The article was published in the World Energy Weekly (December 28 issue), a publication of Petrostrategies, a French think tank specializing in energy and geoeconomics.

There seem to have been two losers in the war that unfolded in Karabakh from September 27 to November 9, 2020. The first one is Armenia, of course; all eyes have been focused upon it, as it suffered a crushing military defeat. However, a second loser is now emerging in the background. This is Iran, which is now being threatened with territorial dismemberment by the winning tandem that emerged after the war.

A month to the day after the ceasefire, during a Victory Parade held in Baku on December 10, Azerbaijan and Turkey revealed their territorial claims to Iran’s north-western provinces. These ambitions were expressed in the form of….poetry! During the military parade in Baku, loudspeakers broadcast epic poems mentioning the Arg of Tabriz and the mountain of Sabalan, both emblematic sites in the Iranian provinces inhabited by an Azeri population. Turkish President Recep Tayyip Erdogan was more explicit, reciting verses from a poem, written during the 1920s, deploring the “forced separation” of the two Azerbaijans: the ex-Soviet Republic in the north, and the Iranian regions in the south.

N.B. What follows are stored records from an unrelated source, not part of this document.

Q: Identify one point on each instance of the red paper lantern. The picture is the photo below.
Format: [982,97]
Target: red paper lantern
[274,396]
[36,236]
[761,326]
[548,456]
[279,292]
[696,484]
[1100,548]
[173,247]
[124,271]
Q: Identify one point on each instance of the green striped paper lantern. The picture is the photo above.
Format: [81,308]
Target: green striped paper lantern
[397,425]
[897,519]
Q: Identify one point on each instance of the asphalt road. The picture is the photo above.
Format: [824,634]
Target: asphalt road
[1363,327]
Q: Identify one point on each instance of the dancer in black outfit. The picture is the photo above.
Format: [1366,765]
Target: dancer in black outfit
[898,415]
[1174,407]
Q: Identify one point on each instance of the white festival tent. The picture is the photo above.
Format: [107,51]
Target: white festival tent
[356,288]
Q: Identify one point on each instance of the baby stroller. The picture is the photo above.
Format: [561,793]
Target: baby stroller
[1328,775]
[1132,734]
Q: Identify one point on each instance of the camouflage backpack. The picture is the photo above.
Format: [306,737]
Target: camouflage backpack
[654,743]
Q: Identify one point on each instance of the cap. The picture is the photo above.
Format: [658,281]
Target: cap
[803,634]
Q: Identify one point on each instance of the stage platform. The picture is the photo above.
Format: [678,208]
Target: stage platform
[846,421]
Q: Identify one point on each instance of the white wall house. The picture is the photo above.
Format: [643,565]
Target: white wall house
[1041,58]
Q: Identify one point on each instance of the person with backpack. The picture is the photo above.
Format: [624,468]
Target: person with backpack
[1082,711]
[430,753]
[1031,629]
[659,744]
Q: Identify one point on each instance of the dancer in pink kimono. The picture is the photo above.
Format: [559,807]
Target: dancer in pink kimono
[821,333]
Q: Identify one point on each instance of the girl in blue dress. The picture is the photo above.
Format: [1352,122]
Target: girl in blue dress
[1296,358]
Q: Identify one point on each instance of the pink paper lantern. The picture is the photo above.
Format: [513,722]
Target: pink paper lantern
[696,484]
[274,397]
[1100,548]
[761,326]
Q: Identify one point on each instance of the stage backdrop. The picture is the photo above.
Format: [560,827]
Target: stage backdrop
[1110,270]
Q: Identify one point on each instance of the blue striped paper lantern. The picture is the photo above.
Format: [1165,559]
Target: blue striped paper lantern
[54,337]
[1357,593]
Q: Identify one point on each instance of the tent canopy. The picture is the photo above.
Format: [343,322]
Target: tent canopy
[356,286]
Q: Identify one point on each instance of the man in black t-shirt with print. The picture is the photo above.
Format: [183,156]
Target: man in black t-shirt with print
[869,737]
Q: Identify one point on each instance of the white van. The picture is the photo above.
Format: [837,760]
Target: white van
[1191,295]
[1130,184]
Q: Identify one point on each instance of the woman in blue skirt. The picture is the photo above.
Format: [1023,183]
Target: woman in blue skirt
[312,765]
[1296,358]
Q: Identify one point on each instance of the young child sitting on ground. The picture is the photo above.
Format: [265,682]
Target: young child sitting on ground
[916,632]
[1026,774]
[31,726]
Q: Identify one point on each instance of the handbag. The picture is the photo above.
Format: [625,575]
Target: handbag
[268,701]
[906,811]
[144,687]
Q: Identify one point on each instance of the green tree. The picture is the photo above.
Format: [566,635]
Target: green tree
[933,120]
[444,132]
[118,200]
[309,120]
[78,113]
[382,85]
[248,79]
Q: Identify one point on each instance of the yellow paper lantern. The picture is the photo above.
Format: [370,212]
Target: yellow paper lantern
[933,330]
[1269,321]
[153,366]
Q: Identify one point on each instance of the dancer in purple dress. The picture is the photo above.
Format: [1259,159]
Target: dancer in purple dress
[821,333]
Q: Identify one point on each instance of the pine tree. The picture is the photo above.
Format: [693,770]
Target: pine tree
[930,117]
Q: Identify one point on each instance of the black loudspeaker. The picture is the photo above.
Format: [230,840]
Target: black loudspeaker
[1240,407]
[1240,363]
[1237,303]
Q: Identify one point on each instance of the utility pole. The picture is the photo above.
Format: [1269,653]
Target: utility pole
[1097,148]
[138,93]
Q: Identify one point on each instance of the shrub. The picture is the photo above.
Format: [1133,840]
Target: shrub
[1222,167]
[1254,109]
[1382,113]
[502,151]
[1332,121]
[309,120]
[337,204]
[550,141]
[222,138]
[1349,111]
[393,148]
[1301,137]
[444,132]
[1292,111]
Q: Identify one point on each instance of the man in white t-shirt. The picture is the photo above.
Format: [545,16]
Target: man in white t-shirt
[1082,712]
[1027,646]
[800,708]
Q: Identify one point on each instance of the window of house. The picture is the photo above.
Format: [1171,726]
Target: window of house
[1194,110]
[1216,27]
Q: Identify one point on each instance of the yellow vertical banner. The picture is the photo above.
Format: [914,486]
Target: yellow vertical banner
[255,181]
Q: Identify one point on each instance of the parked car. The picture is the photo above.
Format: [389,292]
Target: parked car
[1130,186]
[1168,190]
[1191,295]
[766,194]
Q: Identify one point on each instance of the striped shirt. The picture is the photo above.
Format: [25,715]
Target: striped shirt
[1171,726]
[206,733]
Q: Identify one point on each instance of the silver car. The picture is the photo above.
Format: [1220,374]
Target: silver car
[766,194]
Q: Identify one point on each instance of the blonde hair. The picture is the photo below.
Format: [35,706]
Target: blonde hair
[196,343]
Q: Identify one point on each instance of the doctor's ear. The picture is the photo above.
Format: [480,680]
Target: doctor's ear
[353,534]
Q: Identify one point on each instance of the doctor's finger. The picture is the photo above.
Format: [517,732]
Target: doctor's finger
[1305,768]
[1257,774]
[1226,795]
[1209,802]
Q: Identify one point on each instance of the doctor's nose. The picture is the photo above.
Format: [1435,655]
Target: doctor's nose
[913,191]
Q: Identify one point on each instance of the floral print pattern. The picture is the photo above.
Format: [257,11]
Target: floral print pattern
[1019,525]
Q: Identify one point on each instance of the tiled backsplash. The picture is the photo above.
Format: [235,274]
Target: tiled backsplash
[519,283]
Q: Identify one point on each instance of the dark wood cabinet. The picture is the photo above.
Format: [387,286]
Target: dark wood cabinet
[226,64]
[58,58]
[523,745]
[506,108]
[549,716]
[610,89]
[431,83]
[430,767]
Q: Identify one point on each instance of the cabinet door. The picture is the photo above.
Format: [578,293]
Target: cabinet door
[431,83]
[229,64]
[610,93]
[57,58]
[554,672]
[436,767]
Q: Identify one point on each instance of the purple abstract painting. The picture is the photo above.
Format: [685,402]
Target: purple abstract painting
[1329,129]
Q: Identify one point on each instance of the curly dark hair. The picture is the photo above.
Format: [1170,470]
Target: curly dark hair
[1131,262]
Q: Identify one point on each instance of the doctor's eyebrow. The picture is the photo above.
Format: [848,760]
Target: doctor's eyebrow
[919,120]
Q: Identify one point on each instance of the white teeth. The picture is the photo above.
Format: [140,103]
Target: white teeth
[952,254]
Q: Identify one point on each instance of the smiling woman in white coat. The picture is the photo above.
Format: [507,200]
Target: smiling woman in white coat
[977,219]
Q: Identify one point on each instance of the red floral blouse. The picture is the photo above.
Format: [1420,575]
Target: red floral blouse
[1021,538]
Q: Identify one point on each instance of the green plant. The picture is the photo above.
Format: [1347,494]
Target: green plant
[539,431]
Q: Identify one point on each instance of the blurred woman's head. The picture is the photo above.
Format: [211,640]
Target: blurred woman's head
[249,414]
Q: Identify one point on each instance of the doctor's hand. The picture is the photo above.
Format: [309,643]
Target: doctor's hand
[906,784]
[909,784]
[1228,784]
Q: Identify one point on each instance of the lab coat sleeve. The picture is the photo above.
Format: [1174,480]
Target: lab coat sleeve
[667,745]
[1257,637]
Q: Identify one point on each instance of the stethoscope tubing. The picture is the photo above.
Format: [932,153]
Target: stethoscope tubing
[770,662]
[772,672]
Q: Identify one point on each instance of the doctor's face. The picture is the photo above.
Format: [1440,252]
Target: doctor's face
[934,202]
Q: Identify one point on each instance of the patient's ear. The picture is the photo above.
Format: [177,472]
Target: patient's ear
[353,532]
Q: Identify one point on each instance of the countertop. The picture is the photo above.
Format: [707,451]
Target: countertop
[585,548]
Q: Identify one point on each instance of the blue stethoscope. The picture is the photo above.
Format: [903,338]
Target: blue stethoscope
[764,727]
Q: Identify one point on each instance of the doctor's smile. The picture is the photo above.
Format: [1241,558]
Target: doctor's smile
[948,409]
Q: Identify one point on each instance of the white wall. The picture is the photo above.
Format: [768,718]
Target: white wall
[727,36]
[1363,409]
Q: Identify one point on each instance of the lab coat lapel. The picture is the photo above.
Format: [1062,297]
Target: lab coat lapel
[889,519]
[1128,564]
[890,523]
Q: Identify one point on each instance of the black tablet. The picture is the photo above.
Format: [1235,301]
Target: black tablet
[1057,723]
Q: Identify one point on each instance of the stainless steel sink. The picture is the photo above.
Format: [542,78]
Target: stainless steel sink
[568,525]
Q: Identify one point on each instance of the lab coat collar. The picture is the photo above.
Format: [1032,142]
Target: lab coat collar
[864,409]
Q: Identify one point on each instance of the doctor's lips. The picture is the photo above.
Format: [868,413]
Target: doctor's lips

The Iranians hadn’t expected this. They had watched the war unfold as attentive observers, officially showing a preference for Baku. To be prepared for any eventuality, they had amassed considerable forces along the Araxes, the river separating them from Azerbaijan and Armenia, but without intervening. After the ceasefire, Tehran even congratulated Baku on its victory.

But now Azerbaijan and its Turkish ally have threateningly turned their gaze towards Iran. The latter’s foreign minister reacted immediately with an angry tweet, managing to convey that it was Baku that should feel threatened. The Turkish Ambassador to Tehran was presented with a note of vigorous protest. The Iranian press and analysts, for their part, denounced Ankara’s “expansionist” and “neo-Ottoman” aims. But it wasn’t over yet.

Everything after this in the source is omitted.